On Tuesday, the group began trialling coworking with local entreprenuers directly after their fortnightly meetup at the Engine Room Cafe.
Co-founders David Masefield and Leanne Griffin plan to have a physical space up and running this year, and have conducted surveys and organised the casual co-working meetups as a way of tailoring the concept to the community.
Masefield hopes the open nature of the space will foster more collaboration amongst the Darling Downs startup community, which he describes as robust but currently a “traditional, old fashioned startup scene where people are doing stuff on their own.”
“We’re going to be discussing in open forums and finding out what a co-working space looks like for Toowoomba, how does it function, and what does it provide that suits Toowoomba,” Masefield said. “We’re not trying to be Melbourne, Sydney, Perth or Adelaide, and while we can learn things from those places, we will endeavour to be Toowoomba’s co-working space.”
Founded by Masefield and Griffin last year, TSG has thus far operated through the smaller cafe meetups and monthly events at the Toowoomba Chamber of Commerce.

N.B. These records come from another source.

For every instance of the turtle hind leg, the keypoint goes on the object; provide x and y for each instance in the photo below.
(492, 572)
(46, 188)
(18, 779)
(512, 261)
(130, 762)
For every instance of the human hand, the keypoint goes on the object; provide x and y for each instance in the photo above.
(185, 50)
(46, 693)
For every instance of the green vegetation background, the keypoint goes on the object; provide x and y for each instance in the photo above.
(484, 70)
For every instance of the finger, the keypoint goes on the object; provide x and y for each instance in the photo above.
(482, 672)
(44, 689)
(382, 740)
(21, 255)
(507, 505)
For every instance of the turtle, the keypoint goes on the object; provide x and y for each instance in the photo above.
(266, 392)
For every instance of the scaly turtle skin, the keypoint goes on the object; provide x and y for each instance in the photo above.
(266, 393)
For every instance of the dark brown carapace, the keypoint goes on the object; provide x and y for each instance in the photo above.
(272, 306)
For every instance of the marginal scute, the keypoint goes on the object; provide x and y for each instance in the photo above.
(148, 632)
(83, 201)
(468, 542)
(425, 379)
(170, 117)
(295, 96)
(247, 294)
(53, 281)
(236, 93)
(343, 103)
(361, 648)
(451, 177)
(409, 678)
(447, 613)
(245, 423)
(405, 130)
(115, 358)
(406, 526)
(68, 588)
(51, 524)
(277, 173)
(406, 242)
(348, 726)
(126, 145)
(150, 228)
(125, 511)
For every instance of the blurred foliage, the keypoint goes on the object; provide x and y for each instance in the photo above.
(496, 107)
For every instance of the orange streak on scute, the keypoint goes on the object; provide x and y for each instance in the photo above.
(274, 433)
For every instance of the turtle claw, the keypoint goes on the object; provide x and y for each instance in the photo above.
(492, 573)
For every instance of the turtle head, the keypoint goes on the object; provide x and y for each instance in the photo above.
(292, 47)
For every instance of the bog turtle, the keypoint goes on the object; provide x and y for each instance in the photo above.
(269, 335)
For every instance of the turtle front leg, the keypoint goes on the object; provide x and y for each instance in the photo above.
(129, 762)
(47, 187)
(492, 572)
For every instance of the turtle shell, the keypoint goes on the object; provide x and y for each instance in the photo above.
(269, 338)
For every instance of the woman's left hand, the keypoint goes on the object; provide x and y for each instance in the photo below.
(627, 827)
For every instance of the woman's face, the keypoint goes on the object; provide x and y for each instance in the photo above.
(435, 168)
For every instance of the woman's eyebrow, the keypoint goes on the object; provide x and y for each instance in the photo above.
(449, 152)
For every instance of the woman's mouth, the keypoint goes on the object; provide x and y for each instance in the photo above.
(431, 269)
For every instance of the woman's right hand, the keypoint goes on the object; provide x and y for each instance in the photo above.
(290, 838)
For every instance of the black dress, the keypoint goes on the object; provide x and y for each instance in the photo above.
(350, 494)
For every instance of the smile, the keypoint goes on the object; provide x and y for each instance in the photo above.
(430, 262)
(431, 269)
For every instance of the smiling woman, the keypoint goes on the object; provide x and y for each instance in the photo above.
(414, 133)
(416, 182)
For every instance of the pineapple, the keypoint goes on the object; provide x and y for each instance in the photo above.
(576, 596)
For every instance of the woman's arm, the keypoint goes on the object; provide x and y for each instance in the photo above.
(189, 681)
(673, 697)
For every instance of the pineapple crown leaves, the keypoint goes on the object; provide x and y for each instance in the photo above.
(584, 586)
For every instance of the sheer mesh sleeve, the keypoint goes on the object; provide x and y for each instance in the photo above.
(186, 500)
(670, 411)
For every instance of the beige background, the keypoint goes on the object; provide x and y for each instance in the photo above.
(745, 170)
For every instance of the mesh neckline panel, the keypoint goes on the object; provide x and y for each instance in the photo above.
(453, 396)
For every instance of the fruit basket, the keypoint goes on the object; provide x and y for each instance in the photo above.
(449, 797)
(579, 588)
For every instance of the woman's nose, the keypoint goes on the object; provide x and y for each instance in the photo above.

The group was also instrumental in running the city’s first Startup Weekend in November, which, among other startups, spawned the quad-bike safety platform RollCall Global.
The team are also organising Startup Weekend Education Toowoomba, an event for both students and education-oriented entrepreneurs, to be held from May 15-17th.
On her experiences with both the group and the broader Toowoomba community, Griffin stresses the city’s growth in population, investment and innovation. Just last month the Australian government announced a $14 million investment into three QLD research projects, to be used over the next five on research into productivity and sustainability.
On top of the group’s inclusion of traditional entrepreneurial areas like tech and social enterprise, Griffin hopes the group will highlight the push for for innovation in agriculture.
“We see the opportunity for the region to become leaders in sustainable agriculture as really quite untapped, and that’s one of the things we’re really trying to raise the profile around,” Griffin said. “There’s a lot of early agriculture campaigns happening, especially around the use of drones, big data and mapping tools, to change farmers from an intuitive model to a scientific model.”
Griffin also wants to see the group incorporate a variety of startups, and says that, “unlike some of other groups, which are focusing on either social enterprise or tech startups, we’re really trying to be as inclusive as possible.”